Стук в дверь. В зал вошла миниатюрная рыжеволосая секретарша с первого этажа.
– Прошу прощения, доктор Тильсен. Вам звонят из канцелярии премьер-министра.
– А, – сказал доктор Тильсен. – Прошу меня извинить.
– Ну разумеется, – ответил Джэнсон.
Предоставленный сам себе, он бегло изучил довольно скудную обстановку зала, а затем подошел к окну и стал смотреть на оживленный канал внизу.
Вдруг у него по спине пробежал холодок, словно ему за шиворот бросили льдинку.

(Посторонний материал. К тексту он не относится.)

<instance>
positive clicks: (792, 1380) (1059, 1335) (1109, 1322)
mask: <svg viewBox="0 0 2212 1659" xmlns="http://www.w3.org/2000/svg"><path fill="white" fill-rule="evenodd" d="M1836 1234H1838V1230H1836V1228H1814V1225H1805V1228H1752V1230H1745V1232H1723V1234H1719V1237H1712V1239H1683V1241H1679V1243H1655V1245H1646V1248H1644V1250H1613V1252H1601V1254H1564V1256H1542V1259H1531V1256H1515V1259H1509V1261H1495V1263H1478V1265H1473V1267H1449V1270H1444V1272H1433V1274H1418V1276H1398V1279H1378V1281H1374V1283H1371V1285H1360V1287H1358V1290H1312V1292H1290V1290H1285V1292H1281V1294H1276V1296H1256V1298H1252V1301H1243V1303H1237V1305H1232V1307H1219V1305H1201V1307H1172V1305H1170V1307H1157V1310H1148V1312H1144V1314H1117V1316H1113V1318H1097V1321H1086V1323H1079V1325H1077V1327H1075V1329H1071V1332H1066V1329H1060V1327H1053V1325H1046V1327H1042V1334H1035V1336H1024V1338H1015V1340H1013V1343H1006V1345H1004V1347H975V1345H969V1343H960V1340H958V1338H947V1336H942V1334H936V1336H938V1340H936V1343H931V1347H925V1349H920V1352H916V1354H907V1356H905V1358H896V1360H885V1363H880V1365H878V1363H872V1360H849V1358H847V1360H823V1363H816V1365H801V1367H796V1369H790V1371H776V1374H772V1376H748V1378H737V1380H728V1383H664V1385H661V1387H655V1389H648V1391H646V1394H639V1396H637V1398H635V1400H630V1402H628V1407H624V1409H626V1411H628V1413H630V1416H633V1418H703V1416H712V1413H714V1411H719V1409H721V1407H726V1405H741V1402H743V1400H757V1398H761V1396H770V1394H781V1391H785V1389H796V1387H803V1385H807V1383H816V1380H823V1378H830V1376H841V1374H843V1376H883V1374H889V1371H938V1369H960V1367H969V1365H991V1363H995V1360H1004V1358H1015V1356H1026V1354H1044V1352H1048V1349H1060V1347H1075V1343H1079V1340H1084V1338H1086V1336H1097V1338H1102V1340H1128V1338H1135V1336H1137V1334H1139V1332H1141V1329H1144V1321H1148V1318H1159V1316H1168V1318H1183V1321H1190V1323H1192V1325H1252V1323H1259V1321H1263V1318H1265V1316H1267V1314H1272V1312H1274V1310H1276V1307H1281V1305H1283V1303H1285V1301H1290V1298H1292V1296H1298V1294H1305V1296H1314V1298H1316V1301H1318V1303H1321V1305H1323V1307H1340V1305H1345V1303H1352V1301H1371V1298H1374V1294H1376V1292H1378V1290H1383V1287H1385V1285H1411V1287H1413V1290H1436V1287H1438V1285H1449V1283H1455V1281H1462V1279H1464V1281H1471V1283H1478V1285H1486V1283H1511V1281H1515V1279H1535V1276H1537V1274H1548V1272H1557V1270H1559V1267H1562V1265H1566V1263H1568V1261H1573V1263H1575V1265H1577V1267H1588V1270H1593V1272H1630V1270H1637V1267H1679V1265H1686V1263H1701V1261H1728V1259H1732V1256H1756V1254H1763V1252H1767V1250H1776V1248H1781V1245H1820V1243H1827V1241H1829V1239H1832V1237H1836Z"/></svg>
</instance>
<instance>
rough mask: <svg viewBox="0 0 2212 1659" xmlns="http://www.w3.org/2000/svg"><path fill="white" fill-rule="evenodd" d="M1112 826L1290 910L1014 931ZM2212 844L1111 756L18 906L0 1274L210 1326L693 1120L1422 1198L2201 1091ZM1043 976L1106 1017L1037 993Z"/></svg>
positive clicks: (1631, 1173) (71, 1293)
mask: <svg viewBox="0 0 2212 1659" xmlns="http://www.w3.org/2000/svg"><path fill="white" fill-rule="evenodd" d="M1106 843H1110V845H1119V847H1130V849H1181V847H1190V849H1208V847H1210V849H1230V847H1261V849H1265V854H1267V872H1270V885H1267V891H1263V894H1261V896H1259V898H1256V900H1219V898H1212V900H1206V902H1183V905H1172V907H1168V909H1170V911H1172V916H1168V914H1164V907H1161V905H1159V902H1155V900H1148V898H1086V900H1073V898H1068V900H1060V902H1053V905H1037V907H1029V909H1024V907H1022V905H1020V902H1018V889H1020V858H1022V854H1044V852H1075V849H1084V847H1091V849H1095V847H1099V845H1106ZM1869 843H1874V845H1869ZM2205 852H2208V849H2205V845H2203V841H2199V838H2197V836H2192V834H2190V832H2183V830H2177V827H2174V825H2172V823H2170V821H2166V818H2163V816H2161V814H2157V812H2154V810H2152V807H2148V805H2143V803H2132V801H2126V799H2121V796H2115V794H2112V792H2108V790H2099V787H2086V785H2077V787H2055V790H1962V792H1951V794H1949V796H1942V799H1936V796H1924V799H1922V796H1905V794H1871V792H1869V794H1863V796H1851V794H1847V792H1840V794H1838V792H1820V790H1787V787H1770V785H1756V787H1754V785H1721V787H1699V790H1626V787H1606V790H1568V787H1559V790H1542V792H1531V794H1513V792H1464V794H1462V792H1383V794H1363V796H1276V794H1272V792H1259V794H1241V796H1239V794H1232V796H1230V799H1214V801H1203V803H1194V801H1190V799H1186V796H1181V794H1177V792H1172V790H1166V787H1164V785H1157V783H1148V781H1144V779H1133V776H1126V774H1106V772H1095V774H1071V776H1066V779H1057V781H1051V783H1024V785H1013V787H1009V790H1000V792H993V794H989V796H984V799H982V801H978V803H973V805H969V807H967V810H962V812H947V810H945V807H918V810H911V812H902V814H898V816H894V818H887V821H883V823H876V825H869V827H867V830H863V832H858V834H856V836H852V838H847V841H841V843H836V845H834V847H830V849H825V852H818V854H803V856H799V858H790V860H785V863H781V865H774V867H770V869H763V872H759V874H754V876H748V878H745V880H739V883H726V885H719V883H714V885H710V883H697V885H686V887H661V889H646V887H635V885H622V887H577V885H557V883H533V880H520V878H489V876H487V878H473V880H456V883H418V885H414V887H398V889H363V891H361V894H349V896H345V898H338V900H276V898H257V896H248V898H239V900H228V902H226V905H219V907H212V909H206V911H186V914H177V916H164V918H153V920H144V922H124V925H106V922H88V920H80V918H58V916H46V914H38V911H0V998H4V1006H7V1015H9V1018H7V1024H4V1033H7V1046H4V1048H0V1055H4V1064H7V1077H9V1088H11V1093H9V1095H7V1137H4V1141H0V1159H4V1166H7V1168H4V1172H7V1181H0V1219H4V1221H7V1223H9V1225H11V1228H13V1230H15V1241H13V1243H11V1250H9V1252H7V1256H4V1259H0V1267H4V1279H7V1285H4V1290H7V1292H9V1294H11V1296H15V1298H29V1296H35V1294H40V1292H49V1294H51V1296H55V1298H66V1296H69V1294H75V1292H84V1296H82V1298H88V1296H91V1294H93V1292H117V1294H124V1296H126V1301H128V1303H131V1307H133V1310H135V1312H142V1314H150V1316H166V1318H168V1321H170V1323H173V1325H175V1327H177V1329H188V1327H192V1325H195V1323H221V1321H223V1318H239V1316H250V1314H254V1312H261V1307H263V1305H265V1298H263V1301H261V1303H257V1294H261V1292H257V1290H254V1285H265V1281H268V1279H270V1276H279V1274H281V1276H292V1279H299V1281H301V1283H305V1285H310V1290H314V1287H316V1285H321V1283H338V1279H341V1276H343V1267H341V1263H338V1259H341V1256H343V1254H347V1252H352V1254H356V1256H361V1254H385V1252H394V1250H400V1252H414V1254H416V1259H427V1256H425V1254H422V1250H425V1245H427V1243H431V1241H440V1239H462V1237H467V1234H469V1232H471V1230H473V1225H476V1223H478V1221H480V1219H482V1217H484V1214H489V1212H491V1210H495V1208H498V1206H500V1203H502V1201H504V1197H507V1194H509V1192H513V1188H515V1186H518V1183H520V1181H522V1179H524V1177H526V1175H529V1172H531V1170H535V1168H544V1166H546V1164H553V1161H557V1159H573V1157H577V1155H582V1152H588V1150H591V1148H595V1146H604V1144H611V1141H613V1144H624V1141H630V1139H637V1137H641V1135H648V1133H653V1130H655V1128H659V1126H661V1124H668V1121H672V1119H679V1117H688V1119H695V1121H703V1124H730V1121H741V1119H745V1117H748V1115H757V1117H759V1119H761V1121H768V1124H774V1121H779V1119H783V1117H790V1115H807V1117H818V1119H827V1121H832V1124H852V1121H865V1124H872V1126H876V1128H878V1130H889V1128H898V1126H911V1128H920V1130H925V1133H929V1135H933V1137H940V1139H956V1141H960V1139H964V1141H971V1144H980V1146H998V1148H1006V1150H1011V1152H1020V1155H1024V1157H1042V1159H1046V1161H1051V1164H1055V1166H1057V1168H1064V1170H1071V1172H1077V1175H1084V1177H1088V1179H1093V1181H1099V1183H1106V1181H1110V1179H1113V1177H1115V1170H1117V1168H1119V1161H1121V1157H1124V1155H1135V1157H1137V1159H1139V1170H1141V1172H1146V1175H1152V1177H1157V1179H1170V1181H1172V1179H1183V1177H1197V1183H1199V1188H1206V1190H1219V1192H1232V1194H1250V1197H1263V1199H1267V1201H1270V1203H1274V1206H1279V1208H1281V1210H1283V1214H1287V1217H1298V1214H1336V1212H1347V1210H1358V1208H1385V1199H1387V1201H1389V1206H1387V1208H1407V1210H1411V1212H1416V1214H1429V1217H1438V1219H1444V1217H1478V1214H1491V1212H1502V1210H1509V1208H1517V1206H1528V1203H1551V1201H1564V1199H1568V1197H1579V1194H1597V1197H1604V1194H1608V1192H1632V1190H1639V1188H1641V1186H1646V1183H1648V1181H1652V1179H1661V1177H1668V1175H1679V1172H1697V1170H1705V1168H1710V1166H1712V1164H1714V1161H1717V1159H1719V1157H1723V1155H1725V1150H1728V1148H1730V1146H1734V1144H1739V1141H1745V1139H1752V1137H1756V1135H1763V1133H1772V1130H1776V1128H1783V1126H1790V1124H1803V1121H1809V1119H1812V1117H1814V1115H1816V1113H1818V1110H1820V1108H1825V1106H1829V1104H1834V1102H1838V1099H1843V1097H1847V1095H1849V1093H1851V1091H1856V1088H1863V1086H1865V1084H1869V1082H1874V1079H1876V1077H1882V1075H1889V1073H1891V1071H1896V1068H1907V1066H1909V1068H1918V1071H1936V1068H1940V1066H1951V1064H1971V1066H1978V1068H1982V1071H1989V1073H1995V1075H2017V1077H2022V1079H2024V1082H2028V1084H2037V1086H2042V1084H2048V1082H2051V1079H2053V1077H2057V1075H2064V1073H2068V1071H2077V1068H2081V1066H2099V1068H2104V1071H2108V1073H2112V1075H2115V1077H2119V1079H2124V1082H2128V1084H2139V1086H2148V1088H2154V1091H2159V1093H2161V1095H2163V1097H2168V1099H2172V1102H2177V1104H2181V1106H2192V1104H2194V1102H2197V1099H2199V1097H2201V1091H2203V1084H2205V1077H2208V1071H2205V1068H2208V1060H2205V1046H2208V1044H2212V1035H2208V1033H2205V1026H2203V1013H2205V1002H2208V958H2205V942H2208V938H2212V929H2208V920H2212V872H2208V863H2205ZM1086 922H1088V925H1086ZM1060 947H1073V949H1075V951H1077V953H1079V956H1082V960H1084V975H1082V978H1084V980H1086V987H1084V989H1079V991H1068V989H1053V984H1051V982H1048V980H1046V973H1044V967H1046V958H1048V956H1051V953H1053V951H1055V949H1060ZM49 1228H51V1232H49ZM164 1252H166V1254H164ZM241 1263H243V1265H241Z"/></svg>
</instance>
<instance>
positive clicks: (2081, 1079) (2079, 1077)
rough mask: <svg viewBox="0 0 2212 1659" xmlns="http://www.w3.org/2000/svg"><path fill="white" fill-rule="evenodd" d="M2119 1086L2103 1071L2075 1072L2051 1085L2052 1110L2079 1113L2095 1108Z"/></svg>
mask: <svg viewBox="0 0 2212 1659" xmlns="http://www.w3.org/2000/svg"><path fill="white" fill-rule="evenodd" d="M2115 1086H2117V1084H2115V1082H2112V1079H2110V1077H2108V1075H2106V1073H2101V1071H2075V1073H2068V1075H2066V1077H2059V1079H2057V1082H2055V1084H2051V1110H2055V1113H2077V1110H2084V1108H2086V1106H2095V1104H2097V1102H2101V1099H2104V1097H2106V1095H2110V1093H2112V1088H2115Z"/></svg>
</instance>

В чем дело? Что-то в поле зрения – и снова какая-то аномалия, на которую Джэнсон инстинктивно среагировал еще до того, как смог ее проанализировать и найти рациональное объяснение.
В чем дело?
О господи! За колоколообразным коньком на крыше дома напротив мелькнула тень человека, распластавшегося на уложенной внахлестку черепице. Знакомая ошибка: солнце меняет свое положение на небе, и тени появляются там, где их не было, выдавая спрятавшегося наблюдателя – или снайпера. Кого именно? Солнечный блик в объективе бинокля или оптического прицела не ответил на этот вопрос.
Джэнсон быстро обвел взглядом мансардные окна дома напротив, ища что-то необычное. Вот оно: маленький участок большого двустворчатого окна вымыт, чтобы в него было удобнее смотреть.
И балка с блоком: она тоже была какая-то странная. Через мгновение Джэнсон понял, в чем дело. Это была вовсе не балка – вместо нее из стены торчал ствол винтовки.
А может быть, все это плод его перегретого воображения? Он видит что-то зловещее в тенях, точно так же как дети превращают корявые ветви дерева в когти неведомого чудовища? Ссадина на темени ныла. Быть может, он испугался призраков?
Внезапно маленький прямоугольник стекла словно взорвался, и послышался глухой треск расщепленного дерева. Пуля вонзилась в паркет. Затем лопнуло еще одно стекло, потом еще одно, поливая дождем блестящих осколков длинный стол.
Штукатурка на стене напротив окна покрылась сетью неровных трещин. Со звоном разлетелось еще одно стекло, и новая пуля ударила в штукатурку всего в нескольких дюймах над головой Джэнсона. Упав на пол, он покатился к двери.
Выстрелы без звука выстрела: пули были выпущены из винтовки с глушителем. Ему уже следовало бы к этому привыкнуть.
И вдруг громкий раскат, прозвучавший странным контрапунктом к бесшумной стрельбе. На улице послышались другие звуки: визг тормозов. Шум открывшейся и закрывшейся двери автомобиля.
А где-то в глубине здания пронзительные крики.
Безумие!
На зал совещаний обрушился настоящий шквал огня. Посланцы смерти вспарывали воздух; одни вышибали все новые стекла, другие пролетали в уже выбитые квадраты. Они вгрызались в стены, потолок, пол. Отражаясь от бронзовых подсвечников, рикошетом разлетались в непредсказуемых направлениях.
Пульсирующий стук в висках стал таким настойчивым, что Джэнсону потребовалось усилие воли только для того, чтобы сфокусировать взгляд.
Думай! Он должен думать. Что-то переменилось. Чем объяснить разнообразие оружия и нападение с разных сторон?
На него охотятся два отряда снайперов. Действующие независимо друг от друга.
Должно быть, на него донесла миссис Новак. Да, теперь Джэнсон был в этом уверен. Она раскусила его с самого начала, а затем играла с ним, как кошка с мышкой. Отсюда озорной взгляд. Она одна из них.
Укрыться от выстрелов можно было только в глубине дома, в одном из внутренних помещений: однако, несомненно, его противники рассчитывают как раз на то, что он бросится туда. А это значит, вместо спасения он шагнет навстречу опасности.
Джэнсон со своего сотового позвонил Барри.
Купер вышел из состояния обычной невозмутимости.